Almeno per ora Grillo si è dovuto accontentare della parola data in diretta televisiva da Conte che, nell’attesa, ha comunque incassato un ambiguo endorsement da parte del comico. Certo, l’intervento sul palco della manifestazione organizzata dal M5s a Roma il 17 giugno, il primo in piazza dopo tanto tempo, è stato condito di frecciate contro Conte e dalle inevitabili polemiche legate alle provocazioni di Grillo sulle «brigate cittadinanza», ma non era scontato che il fondatore fosse lì. E Conte, in qualche modo, ne ha beneficiato.

Il capitolo Appendino

Così come ha beneficiato, incredibilmente, di ciò che è accaduto nel giorno successivo alla sconfitta elettorale giallorossa in Molise. Martedì è arrivata infatti la conferma della condanna in appello a 18 mesi per Appendino per i fatti di piazza San Carlo a Torino. L’ex sindaca, condannata già in primo grado per disastro, omicidio e lesioni colpose legati a «scelte frettolose» che Appendino e i suoi collaboratori avrebbero fatto «senza considerare le criticità e disinteressandosi degli aspetti organizzativi», ha promesso immediatamente ricorso in Cassazione. La deputata si è detta «sicura di poter far valere le mie tesi difensive nel prossimo grado di giudizio. Come sapete, mi sono sempre difesa dalle accuse all’interno dei processi, senza timore e a testa alta e continuerò a farlo».

Appena la settimana scorsa Appendino aveva pubblicato un’immagine sorridente con le dita a V in segno di vittoria per celebrare il fatto che la Cassazione avesse respinto il ricorso del procuratore generale di Torino per riaprire l’altro processo, quello che riguarda la Ream, che la vedeva coinvolta. Sembrava potesse essere l’inizio di qualcosa di più ambizioso. Ma adesso i piani dell’ex sindaca e di chi vedeva in lei il nuovo volto del Movimento si scontrano con la decisione dei giudici.

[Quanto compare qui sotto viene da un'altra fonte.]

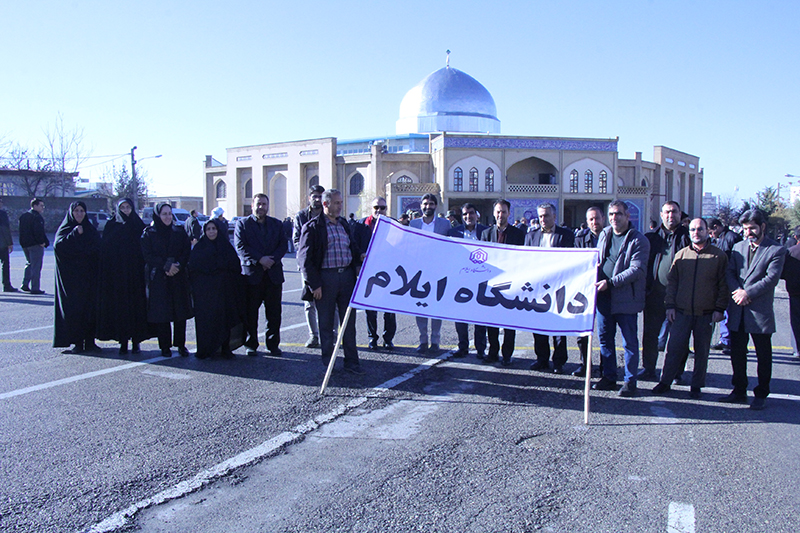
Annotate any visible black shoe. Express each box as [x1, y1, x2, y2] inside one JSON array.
[[717, 392, 747, 403], [592, 376, 617, 390], [344, 364, 366, 376], [750, 397, 767, 411], [531, 361, 550, 372], [653, 383, 672, 394], [617, 382, 639, 398]]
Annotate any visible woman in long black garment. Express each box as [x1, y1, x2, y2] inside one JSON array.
[[97, 198, 150, 354], [142, 203, 194, 357], [53, 202, 100, 353], [189, 218, 245, 359]]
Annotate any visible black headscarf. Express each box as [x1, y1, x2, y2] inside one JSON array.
[[56, 200, 97, 242]]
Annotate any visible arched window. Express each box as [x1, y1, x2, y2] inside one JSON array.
[[486, 168, 494, 192], [469, 167, 478, 192], [217, 181, 228, 198], [569, 170, 578, 192], [350, 172, 364, 196], [453, 167, 464, 192]]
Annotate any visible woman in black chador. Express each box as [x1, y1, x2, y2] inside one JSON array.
[[142, 203, 193, 357], [53, 202, 100, 353], [97, 198, 150, 354], [189, 218, 245, 359]]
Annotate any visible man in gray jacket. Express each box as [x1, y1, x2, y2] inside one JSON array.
[[593, 200, 650, 397], [719, 209, 787, 410]]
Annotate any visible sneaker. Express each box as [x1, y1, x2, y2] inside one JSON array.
[[306, 335, 320, 348], [653, 383, 671, 394], [617, 381, 639, 398]]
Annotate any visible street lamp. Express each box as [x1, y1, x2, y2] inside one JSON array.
[[131, 146, 162, 211]]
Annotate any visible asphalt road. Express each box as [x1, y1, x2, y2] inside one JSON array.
[[0, 249, 800, 533]]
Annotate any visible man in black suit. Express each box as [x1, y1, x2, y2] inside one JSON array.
[[297, 189, 364, 374], [481, 198, 525, 366], [447, 203, 488, 359], [233, 193, 287, 357], [525, 203, 575, 374]]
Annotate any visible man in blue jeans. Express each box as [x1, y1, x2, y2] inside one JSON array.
[[592, 200, 650, 397]]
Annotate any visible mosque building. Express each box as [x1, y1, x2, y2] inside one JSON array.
[[203, 57, 703, 231]]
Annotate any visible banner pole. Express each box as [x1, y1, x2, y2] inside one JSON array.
[[319, 305, 353, 395], [583, 334, 594, 425]]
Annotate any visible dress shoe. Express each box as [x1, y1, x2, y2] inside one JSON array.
[[717, 392, 747, 403], [592, 376, 617, 390], [306, 335, 320, 348], [638, 368, 658, 381], [750, 398, 767, 411], [531, 361, 550, 372], [653, 383, 672, 394]]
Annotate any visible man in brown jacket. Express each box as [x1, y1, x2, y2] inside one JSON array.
[[653, 218, 729, 399]]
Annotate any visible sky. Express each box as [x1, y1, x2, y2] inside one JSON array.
[[0, 0, 800, 205]]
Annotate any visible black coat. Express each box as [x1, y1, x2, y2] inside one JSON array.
[[141, 215, 194, 324], [97, 199, 151, 342], [189, 219, 246, 356], [53, 202, 100, 348]]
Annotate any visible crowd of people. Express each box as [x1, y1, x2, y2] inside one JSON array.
[[0, 190, 800, 409]]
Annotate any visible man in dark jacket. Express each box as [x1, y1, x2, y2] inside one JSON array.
[[297, 189, 364, 374], [525, 204, 575, 374], [572, 207, 606, 377], [639, 200, 691, 381], [292, 185, 325, 348], [592, 200, 650, 397], [708, 218, 742, 354], [233, 193, 287, 357], [351, 196, 397, 350], [19, 198, 50, 294], [0, 197, 19, 292], [447, 203, 488, 359], [481, 198, 525, 366]]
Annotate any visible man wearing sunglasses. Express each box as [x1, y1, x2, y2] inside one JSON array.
[[356, 197, 397, 351]]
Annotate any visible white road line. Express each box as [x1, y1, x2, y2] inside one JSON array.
[[667, 502, 695, 533], [0, 324, 53, 335], [88, 353, 454, 533]]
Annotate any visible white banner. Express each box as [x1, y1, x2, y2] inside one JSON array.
[[350, 217, 599, 335]]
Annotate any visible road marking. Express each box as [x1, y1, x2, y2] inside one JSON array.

Ufficialmente i grillini si sono mossi immediatamente in difesa di Appendino: l’ordine di scuderia è stato quello di lanciare post di solidarietà su tutti i profili personali dei parlamentari. La parola chiave della strategia è “orgoglio”, un termine che ricorre nei post: il ragionamento, spiegano, è quello di insistere sul fatto che l’ex sindaca è accusata di un reato colposo, mentre chi ha dovuto fare i conti con il dolo è già stato condannato al carcere.

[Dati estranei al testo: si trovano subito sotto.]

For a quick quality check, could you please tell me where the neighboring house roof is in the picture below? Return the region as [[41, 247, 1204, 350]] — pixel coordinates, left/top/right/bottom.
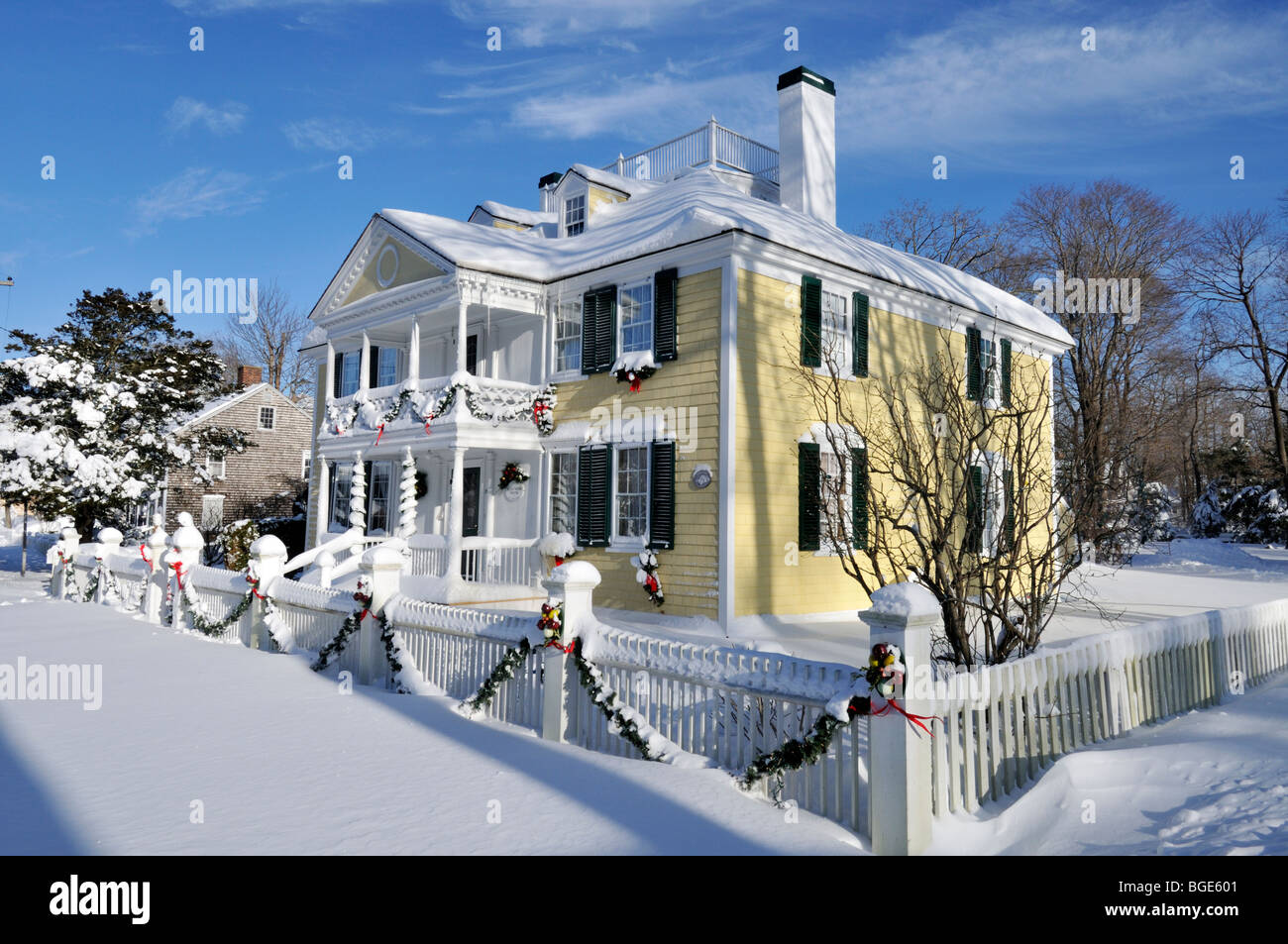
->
[[172, 383, 309, 433], [472, 200, 559, 227], [377, 163, 1073, 347]]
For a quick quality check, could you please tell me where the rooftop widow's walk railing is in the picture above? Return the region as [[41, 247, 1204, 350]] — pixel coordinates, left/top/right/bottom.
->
[[601, 119, 778, 184]]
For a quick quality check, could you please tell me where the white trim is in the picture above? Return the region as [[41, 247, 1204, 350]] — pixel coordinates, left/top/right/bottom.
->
[[716, 253, 742, 636]]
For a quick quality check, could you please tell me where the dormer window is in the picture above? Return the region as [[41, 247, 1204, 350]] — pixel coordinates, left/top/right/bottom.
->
[[564, 193, 587, 236]]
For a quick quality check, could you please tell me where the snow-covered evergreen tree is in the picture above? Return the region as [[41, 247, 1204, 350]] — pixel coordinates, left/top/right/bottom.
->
[[0, 288, 245, 536]]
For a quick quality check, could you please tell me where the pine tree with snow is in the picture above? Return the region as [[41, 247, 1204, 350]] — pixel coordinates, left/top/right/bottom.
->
[[396, 447, 416, 540], [0, 288, 246, 536]]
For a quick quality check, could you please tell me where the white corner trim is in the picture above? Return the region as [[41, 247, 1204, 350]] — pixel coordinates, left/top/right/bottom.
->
[[717, 253, 741, 636]]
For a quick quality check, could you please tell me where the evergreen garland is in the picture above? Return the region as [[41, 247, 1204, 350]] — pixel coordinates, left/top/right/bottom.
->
[[309, 593, 371, 673], [738, 696, 868, 789], [572, 639, 660, 760], [461, 639, 535, 712]]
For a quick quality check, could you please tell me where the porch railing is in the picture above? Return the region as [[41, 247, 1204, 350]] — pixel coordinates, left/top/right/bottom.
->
[[601, 119, 778, 184]]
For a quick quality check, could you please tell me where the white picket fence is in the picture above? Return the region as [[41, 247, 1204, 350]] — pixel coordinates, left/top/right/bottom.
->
[[931, 600, 1288, 815], [48, 530, 1288, 851]]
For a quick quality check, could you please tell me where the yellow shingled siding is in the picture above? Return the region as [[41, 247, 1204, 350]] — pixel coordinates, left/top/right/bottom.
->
[[734, 270, 1048, 615], [555, 269, 720, 619]]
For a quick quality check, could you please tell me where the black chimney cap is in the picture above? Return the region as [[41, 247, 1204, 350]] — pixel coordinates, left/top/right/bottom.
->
[[778, 65, 836, 95]]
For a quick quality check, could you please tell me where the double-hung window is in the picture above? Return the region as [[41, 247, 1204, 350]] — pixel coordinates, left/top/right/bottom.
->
[[376, 348, 398, 386], [617, 282, 653, 355], [368, 463, 394, 535], [550, 452, 577, 535], [820, 291, 850, 373], [336, 351, 362, 396], [564, 193, 587, 236], [555, 301, 581, 373], [331, 463, 353, 531], [613, 446, 648, 542]]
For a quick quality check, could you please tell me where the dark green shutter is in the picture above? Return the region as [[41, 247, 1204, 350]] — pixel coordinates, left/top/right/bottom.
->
[[1001, 467, 1015, 551], [1002, 338, 1012, 407], [853, 292, 868, 377], [796, 443, 821, 551], [966, 329, 984, 400], [802, 275, 823, 367], [966, 465, 984, 554], [581, 286, 617, 373], [577, 446, 612, 548], [850, 450, 868, 551], [648, 443, 675, 550], [653, 269, 680, 362]]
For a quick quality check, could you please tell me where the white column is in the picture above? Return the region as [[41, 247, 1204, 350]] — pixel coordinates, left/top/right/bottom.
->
[[445, 446, 465, 577], [541, 561, 600, 743], [358, 331, 371, 390], [456, 299, 471, 373], [322, 342, 335, 403], [407, 316, 420, 390], [860, 583, 943, 855]]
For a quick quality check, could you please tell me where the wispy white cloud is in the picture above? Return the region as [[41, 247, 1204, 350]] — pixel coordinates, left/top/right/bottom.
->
[[126, 167, 265, 236], [164, 95, 250, 134], [282, 119, 391, 151]]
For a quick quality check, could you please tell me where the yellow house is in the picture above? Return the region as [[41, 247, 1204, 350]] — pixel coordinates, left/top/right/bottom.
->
[[296, 68, 1070, 627]]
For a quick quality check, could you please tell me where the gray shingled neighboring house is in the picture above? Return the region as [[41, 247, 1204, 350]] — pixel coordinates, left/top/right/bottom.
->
[[133, 366, 313, 546]]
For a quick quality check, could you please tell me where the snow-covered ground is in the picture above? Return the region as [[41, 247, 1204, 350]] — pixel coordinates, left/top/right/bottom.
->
[[0, 574, 860, 855], [931, 677, 1288, 855]]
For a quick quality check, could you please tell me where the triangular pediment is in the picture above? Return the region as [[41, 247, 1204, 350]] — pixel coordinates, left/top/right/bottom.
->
[[310, 216, 452, 318]]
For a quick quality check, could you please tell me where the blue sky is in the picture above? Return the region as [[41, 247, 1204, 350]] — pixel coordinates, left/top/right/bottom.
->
[[0, 0, 1288, 334]]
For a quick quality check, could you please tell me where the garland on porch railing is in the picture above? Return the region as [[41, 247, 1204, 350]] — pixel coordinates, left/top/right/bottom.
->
[[327, 383, 558, 443], [461, 638, 536, 713], [309, 587, 371, 673], [738, 643, 934, 795]]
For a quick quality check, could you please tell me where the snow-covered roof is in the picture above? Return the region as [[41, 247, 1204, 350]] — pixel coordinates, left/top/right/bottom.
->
[[378, 163, 1073, 345], [480, 200, 559, 227]]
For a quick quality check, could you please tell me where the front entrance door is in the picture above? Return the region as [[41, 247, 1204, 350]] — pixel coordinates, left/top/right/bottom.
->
[[461, 465, 483, 580]]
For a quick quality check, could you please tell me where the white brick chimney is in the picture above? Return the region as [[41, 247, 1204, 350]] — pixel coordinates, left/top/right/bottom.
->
[[778, 65, 836, 227]]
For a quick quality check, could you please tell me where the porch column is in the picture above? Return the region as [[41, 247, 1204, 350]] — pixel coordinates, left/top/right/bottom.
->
[[406, 316, 420, 390], [322, 342, 335, 403], [443, 446, 465, 577], [358, 331, 371, 390], [456, 299, 471, 373]]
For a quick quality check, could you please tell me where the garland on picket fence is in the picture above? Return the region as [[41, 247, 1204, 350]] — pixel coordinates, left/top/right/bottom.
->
[[309, 591, 371, 673]]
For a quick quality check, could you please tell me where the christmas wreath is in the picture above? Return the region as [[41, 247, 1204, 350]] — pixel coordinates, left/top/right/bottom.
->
[[497, 463, 532, 492]]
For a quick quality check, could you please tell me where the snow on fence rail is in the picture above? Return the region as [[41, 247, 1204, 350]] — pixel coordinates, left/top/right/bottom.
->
[[931, 600, 1288, 815]]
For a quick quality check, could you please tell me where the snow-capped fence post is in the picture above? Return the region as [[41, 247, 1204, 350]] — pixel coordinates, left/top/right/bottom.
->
[[860, 583, 943, 855], [94, 528, 125, 602], [358, 545, 404, 685], [541, 561, 600, 743], [47, 528, 80, 600], [246, 535, 286, 652], [161, 511, 206, 630], [143, 515, 170, 623]]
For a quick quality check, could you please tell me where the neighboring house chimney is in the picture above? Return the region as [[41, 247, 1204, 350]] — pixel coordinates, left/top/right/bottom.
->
[[778, 65, 836, 227], [537, 171, 563, 213]]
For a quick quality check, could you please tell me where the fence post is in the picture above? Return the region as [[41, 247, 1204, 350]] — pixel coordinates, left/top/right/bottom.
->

Ma al di là della solidarietà ostentata, è chiaro a tutti che la notizia è una pietra tombale su qualsiasi possibilità di conquistare la guida del Movimento. Non basterebbe neanche la svolta garantista a tutelare il destino di Appendino, già più volte tirata in ballo per ruoli parlamentari di peso e incarichi particolari, sfumati poi uno a uno.

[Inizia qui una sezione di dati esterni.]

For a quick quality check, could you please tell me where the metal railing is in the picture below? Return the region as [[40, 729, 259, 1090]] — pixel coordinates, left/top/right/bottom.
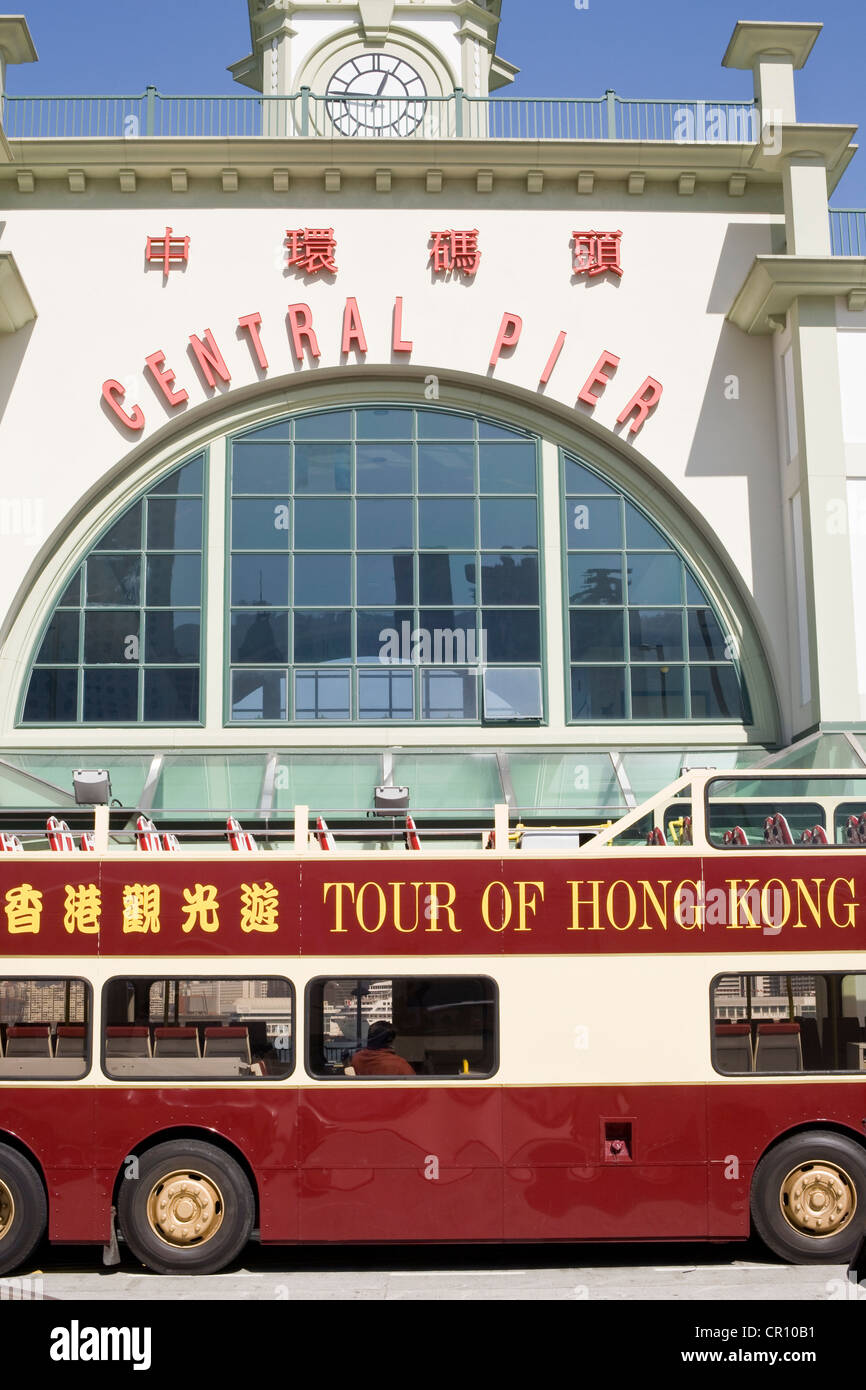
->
[[830, 207, 866, 256], [0, 86, 760, 143]]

Ora l’ex sindaca è ancora più sola. Lanciata da Luigi Di Maio con il piano di farla diventare il suo alter ego per gli affari interni mentre lui stesso tesseva rapporti alla Farnesina, oggi Appendino ha perso anche i rapporti con l’ex capo politico scissionista. E anche l’altro suo ruolo interno, quello di una sorta di anti Raggi – con un profilo più tecnico, esperto, istituzionale di quello dell’ex sindaca di Roma – in un potenziale ticket tutto al femminile, si sta dissolvendo.

Resta così in campo, come eventuale sostituta di Conte, soltanto la consigliera capitolina Virginia Raggi, che godeva e continua a godere della benedizione del fondatore Grillo. Di cui però, ormai, in pochi in parlamento riconoscono l’autorità. Difficile che Conte debba preoccuparsi.